Some of the country’s major business organizations are calling on the government to return more than P107 billion that the Philippine Deposit Insurance Corp. (PDIC) remitted to the National Treasury, saying the move could erode trust in the financial system.

In a joint statement, the Financial Executives Institute of the Philippines, Institute of Corporate Directors, Makati Business Club, Philippine Chamber of Commerce and Industry, and the Philippine Finance Association warned that the transfer of PDIC’s accumulated resources—booked as 2024 dividend collections from government-owned and controlled corporations—raises red flags about deposit protection.

Concerns Over Independence and System Integrity

The groups emphasized that although the banking sector remains resilient, public confidence is its most important safeguard. They argued that PDIC must remain independent, transparent, and sufficiently capitalized to fulfill its mandate of protecting depositors.
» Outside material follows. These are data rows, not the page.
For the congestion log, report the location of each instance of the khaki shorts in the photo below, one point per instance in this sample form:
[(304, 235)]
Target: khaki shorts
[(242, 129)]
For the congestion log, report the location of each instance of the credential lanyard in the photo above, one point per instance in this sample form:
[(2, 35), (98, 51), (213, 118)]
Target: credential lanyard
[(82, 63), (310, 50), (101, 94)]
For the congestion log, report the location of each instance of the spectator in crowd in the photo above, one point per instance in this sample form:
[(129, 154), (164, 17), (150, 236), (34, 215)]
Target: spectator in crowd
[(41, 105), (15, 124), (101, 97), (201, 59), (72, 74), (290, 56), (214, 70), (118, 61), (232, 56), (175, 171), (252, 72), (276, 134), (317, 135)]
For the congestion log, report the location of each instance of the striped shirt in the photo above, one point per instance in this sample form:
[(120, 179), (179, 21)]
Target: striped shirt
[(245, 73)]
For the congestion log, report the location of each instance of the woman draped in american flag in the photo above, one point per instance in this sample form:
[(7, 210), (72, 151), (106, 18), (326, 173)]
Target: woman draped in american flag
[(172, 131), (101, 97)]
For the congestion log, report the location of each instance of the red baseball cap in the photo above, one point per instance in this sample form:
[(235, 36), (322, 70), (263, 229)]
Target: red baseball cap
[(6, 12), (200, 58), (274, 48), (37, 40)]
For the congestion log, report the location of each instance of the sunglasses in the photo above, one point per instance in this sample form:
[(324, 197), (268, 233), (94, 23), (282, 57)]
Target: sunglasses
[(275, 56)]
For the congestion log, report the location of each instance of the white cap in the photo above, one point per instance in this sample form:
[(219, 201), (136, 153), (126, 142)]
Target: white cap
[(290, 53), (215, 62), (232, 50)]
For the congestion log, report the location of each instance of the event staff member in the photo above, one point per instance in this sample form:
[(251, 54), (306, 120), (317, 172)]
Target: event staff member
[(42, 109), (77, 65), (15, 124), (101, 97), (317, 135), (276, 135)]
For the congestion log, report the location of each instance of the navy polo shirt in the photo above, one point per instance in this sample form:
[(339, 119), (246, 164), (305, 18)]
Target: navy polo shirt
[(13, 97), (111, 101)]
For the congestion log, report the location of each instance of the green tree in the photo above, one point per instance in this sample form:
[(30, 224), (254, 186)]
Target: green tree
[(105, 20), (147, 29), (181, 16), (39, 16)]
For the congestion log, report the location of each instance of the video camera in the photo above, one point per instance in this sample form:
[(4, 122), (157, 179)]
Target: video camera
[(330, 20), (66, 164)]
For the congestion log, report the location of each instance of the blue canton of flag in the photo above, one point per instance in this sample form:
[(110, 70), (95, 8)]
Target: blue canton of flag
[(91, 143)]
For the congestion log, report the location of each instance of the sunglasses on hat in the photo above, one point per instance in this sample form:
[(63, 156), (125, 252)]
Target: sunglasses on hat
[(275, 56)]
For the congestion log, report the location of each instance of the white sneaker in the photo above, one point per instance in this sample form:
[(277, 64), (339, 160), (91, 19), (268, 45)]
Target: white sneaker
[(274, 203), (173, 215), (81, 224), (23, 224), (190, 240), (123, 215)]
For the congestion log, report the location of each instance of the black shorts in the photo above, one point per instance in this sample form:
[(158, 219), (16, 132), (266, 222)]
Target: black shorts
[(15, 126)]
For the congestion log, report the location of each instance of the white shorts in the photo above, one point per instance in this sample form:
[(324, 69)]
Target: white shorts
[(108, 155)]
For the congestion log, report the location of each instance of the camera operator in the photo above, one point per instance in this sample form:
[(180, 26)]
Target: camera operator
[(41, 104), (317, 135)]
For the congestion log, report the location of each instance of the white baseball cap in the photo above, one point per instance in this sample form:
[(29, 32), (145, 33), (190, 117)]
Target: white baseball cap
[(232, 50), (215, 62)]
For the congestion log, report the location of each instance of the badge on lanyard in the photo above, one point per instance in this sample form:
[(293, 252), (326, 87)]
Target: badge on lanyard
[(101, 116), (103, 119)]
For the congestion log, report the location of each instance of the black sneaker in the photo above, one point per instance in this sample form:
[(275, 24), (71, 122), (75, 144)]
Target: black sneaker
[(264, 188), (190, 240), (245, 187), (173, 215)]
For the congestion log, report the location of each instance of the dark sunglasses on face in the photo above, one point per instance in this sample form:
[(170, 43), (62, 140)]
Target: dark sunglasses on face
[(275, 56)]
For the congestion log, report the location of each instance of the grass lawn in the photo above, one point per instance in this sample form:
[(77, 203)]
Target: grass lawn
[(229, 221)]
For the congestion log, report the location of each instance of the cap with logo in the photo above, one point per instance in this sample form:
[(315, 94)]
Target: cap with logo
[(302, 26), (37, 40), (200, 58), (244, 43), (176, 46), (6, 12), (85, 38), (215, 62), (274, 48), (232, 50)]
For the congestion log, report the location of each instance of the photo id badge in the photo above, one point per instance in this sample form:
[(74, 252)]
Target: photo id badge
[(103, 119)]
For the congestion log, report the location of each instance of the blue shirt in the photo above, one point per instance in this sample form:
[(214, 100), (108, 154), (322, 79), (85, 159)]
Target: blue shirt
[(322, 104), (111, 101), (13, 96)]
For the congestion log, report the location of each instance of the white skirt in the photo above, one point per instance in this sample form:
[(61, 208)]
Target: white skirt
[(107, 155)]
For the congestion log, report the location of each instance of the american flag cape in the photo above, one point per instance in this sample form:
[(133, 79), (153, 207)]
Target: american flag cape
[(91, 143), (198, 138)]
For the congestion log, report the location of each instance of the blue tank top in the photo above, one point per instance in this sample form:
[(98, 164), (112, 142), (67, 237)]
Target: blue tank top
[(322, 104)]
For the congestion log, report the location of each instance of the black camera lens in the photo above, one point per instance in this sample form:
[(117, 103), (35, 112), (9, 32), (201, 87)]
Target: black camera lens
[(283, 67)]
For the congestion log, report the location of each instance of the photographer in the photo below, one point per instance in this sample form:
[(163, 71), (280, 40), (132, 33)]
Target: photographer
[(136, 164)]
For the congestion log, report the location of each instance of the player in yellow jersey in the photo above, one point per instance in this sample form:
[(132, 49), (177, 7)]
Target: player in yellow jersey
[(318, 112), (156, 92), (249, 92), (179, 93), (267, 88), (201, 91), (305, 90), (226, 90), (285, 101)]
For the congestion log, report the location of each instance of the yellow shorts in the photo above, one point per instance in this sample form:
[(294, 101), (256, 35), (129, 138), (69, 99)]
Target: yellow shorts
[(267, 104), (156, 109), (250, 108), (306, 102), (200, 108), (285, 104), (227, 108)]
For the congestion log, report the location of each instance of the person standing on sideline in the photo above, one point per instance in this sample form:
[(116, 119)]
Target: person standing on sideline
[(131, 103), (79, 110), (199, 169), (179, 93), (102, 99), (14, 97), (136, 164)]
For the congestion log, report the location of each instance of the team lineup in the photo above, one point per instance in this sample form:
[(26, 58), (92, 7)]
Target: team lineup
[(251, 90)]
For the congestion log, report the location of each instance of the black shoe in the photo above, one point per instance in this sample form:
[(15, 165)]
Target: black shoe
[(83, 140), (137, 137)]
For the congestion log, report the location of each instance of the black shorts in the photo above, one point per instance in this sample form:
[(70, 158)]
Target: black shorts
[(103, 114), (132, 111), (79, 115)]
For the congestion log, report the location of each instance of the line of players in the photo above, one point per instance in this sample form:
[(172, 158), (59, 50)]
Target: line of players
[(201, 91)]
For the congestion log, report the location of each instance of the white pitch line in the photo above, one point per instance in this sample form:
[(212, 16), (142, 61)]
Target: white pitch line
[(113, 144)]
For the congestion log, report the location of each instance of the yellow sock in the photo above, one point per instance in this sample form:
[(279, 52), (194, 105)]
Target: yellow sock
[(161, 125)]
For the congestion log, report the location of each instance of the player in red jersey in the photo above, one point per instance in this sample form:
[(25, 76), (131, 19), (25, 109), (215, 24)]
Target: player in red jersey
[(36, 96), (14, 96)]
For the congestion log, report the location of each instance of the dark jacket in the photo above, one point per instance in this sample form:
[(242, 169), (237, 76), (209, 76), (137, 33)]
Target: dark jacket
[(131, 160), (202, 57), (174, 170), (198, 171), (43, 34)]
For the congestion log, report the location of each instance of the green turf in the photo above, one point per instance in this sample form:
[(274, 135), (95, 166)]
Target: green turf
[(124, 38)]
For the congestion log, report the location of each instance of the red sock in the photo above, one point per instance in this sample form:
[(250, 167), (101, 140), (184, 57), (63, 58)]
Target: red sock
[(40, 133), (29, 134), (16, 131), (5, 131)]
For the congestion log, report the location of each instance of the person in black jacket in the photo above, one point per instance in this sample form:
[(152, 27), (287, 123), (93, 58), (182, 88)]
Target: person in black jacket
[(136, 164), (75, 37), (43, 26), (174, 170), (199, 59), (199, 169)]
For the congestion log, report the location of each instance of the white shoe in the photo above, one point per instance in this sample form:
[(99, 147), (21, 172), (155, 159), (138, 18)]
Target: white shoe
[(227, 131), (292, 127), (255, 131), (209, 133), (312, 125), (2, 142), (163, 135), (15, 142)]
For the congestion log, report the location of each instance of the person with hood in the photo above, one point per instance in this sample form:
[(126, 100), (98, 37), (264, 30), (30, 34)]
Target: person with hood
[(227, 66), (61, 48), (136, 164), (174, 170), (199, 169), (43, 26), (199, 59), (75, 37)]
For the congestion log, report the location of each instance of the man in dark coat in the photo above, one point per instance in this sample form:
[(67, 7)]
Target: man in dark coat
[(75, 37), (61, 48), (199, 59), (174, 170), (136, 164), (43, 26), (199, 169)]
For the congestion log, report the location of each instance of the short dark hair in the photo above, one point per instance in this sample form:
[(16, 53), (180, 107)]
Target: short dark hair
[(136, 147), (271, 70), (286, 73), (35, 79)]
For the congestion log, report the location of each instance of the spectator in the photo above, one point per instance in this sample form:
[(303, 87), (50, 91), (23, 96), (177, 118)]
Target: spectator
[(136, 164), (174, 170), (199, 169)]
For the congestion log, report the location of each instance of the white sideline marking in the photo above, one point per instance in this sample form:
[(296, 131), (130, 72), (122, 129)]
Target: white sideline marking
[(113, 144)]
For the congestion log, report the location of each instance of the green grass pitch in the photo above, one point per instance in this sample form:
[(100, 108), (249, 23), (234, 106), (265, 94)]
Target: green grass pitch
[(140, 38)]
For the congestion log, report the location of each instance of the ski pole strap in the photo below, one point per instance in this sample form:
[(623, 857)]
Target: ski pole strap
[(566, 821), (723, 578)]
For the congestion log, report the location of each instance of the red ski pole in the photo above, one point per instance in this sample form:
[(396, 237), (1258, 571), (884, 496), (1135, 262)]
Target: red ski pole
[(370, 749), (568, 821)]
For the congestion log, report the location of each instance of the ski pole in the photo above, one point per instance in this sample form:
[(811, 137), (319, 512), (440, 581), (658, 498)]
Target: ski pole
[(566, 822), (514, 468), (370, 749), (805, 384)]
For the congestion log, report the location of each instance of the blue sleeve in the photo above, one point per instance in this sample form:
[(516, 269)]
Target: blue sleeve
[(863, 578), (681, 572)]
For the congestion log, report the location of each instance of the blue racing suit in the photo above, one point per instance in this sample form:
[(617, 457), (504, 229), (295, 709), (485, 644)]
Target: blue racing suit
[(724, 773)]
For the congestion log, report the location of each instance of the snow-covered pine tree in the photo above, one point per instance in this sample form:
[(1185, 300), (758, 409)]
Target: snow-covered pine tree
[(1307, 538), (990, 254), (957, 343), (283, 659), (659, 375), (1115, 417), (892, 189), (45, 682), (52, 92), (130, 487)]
“Returning the remitted funds will reaffirm that PDIC’s resources are reserved exclusively for safeguarding public deposits and upholding confidence in the financial system,” the organizations said.

Officials have clarified that the Deposit Insurance Fund (DIF) remains untouched and that its current ratio to estimated insured deposits stands at 7.83%, above the 6.5% target. However, the business groups stressed that transferring any portion of PDIC’s reserves to the Treasury “raises serious concerns,” noting that the institution exists to protect depositors and maintain stability.

‘Dangerous Fiscal Precedent,’ Groups Warn

The remittance was enabled by a special budget provision under the 2024 Unprogrammed Allocations and is linked to ongoing controversy around flood control projects. Business groups argue that the move blurs the line between fiscal strategy and financial safeguards, setting a “dangerous precedent” and risking reputational damage to regulators and the government at a time of heightened public scrutiny over corruption and fiscal strain.

They urged the Department of Finance and Congress to return the full amount to PDIC and revisit its treatment in the 2026 national budget. They also called for measures to ring-fence the DIF from future remittances and require transparent reporting on PDIC’s ability to respond to systemic shocks.

“We urge policymakers, as they finalize the 2026 National Budget, to restore the transferred funds and strengthen PDIC’s role as the nation’s last line of defense for depositors,” the statement read.